Attenuation of concentration fluctuations of water vapor and other trace gases in turbulent tube flow W. J. Massman1 and A. Ibrom2 1US Forest Service, Rocky Mountain Research Station, 240 West Prospect, Fort Collins, CO 80526, USA 2Bio Systems Department, Risø National Laboratory, DTU, Frederiksborgvej, 4000 Roskilde, Denmark
Abstract. Recent studies with closed-path eddy covariance (EC) systems have indicated
that the attenuation of fluctuations of water vapor concentration is
dependent upon ambient relative humidity, presumably due to
sorption/desorption of water molecules at the interior surface of the tube.
Previous studies of EC-related tube attenuation effects have either not
considered this issue at all or have only examined it superficially.
Nonetheless, the attenuation of water vapor fluctuations is clearly much
greater than might be expected from a passive tracer in turbulent tube flow.

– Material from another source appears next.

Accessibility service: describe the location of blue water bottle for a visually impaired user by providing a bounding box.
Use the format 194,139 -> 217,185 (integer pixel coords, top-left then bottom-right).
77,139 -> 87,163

This study reexamines the turbulent tube flow issue for both passive and
sorbing tracers with the intent of developing a physically-based
semi-empirical model that describes the attenuation associated with water
vapor fluctuations. Toward this end, we develop a new model of tube flow
dynamics (radial profiles of the turbulent diffusivity and tube airstream
velocity). We compare our new passive-tracer formulation with previous
formulations in a systematic and unified way in order to assess how sensitive
the passive-tracer results depend on fundamental modeling assumptions. We
extend the passive tracer model to the vapor sorption/desorption case by
formulating the model's wall boundary condition in terms of a
physically-based semi-empirical model of the sorption/desorption vapor
fluxes. Finally we synthesize all modeling and observational results into a
single analytical expression that captures the effects of the mean ambient
humidity and tube flow (Reynolds number) on tube attenuation.
Citation: Massman, W. J. and Ibrom, A.: Attenuation of concentration fluctuations of water vapor and other trace gases in turbulent tube flow, Atmos. Chem. Phys., 8, 6245-6259, doi:10.5194/acp-8-6245-2008, 2008.